The client can discover available tools at any time:
List<ToolDescription> toolDescriptions = chatClientBuilder.build()
.prompt("What tools are available?")
.toolCallbacks(tools)
.call()
.entity(new ParameterizedTypeReference<List<ToolDescription>>() {});
A key insight from the Spring AI MCP implementation is:
TIP: The client implementation relies on the fact that the ToolCallbackProvider#getToolCallbacks implementation for MCP will always retrieves the current list of MCP tools from the server.
This means that whenever a client requests the available tools, it will always get the most up-to-date list from the server, without needing to restart or reinitialize the client.
Dynamic tool updates in MCP enable several powerful use cases:
You can implement feature flags that control which AI capabilities are available:
if (featureFlags.isEnabled("advanced-math")) {
mcpSyncServer.addTool(advancedMathTools);
}
Load tools based on the current context or user permissions:
if (userHasPermission(currentUser, "admin-tools")) {
mcpSyncServer.addTool(adminTools);
}
Start with basic tools and add more advanced capabilities as needed:
// Start with basic tools
mcpSyncServer.addTool(basicTools);
// Add advanced tools when the user reaches a certain level
userService.onUserLevelUp(user -> {
if (user.getLevel() >= 5) {
mcpSyncServer.addTool(advancedTools);
}
});
Implement a plugin system where new capabilities can be added at runtime:
pluginRegistry.onPluginLoaded(plugin -> {
if (plugin.hasMcpTools()) {
mcpSyncServer.addTool(plugin.getMcpTools());
}
});
Spring AI's handling of dynamic tool updates in the Model Context Protocol provides a mechanism for extending AI capabilities at runtime. This feature enables more flexible, extensible, and resource-efficient AI applications.
Key takeaways:
Standardized Interface: MCP provides a consistent way for AI models to interact with external tools and resources.

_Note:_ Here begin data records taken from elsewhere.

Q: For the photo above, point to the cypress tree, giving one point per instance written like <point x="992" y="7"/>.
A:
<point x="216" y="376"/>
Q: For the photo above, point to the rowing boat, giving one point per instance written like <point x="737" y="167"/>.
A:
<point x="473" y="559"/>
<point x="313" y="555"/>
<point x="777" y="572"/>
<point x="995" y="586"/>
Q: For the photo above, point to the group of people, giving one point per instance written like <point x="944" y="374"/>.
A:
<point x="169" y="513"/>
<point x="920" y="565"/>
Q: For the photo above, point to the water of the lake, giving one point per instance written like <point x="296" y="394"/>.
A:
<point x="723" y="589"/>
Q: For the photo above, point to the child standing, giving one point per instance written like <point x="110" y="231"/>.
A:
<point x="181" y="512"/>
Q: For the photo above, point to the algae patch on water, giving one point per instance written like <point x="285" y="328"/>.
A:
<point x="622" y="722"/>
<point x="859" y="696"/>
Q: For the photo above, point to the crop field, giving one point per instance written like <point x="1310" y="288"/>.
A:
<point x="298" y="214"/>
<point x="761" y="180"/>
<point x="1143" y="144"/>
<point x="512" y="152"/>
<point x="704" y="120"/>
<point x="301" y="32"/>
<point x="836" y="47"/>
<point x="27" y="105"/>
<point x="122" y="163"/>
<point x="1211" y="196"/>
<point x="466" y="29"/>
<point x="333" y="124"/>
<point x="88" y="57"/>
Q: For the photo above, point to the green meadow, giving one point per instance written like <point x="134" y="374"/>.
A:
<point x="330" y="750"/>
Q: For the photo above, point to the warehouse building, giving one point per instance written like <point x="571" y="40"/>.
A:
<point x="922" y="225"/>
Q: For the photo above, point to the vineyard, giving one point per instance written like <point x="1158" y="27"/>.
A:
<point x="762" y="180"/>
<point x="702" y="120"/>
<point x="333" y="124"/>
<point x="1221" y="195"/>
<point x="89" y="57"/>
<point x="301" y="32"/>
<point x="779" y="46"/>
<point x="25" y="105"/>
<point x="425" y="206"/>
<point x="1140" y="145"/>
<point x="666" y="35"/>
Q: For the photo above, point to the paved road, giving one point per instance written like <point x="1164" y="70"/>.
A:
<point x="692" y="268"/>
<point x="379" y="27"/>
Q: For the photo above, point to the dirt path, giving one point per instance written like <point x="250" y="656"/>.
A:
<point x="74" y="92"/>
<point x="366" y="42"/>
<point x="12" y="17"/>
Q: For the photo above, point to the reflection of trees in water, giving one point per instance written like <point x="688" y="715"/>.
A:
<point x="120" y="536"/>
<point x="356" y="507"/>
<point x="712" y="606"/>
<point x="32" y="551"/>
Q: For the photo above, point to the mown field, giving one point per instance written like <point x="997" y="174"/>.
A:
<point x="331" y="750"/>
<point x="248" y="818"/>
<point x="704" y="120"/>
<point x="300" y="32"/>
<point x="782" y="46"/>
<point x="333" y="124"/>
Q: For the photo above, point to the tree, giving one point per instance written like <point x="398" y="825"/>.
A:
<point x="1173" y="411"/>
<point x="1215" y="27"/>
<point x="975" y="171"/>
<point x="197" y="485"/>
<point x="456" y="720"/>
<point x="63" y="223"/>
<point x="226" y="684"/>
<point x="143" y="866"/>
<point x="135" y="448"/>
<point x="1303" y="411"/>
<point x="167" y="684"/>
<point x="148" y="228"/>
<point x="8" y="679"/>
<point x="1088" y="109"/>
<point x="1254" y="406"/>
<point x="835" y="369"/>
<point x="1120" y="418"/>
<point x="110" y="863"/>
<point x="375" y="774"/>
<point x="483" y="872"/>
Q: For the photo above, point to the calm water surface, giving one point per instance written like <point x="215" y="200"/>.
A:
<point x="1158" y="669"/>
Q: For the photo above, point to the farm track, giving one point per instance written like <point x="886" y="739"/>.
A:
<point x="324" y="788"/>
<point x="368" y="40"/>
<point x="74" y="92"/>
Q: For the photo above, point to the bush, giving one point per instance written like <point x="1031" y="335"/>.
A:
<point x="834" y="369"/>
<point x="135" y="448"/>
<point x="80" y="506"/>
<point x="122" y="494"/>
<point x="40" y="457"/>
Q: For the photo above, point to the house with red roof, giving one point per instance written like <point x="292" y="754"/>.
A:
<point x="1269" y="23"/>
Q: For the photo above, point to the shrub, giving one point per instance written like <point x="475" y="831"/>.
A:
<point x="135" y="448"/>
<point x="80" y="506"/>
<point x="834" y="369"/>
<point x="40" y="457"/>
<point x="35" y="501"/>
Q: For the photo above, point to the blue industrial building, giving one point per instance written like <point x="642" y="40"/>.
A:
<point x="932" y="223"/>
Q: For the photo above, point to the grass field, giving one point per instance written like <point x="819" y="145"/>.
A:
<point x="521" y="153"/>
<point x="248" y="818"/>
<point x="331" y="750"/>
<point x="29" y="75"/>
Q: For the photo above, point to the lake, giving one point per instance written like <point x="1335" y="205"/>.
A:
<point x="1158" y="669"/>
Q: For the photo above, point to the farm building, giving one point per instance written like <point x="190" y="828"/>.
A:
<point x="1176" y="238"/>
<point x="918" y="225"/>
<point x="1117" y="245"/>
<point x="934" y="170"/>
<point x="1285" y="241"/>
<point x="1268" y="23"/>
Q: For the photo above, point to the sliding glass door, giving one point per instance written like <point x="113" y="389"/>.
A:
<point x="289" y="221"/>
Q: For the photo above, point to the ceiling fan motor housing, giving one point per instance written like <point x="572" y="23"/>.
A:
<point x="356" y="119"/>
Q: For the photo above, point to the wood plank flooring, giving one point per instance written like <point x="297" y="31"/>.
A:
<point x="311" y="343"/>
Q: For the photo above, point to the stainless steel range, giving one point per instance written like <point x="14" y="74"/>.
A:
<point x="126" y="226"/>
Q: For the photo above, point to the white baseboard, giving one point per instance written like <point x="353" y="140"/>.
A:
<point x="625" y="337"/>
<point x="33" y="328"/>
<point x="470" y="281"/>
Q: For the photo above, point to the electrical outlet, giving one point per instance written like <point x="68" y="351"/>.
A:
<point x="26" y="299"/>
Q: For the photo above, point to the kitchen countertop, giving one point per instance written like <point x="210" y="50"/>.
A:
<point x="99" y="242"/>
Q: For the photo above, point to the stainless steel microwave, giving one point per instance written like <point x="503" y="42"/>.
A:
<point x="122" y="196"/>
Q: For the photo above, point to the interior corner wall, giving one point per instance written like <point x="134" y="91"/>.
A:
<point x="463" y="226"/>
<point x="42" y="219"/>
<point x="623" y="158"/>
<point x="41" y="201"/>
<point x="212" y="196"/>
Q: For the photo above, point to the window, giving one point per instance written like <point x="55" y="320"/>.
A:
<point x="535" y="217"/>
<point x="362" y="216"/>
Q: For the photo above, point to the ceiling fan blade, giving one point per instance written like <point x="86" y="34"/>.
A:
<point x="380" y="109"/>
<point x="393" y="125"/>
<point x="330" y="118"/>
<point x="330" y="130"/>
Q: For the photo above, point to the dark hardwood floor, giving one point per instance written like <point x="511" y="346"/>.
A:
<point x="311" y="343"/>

Dynamic Updates: Tools can be added or removed at runtime without requiring application restarts.
Automatic Discovery: Clients can detect changes to available tools and make them immediately available to AI models.
Simple API: Spring AI provides a clean, annotation-based API for defining and managing MCP tools.
By leveraging dynamic tool updates in Spring AI's MCP implementation, developers can create more adaptable AI applications that can evolve their capabilities based on runtime conditions, user needs, and system requirements.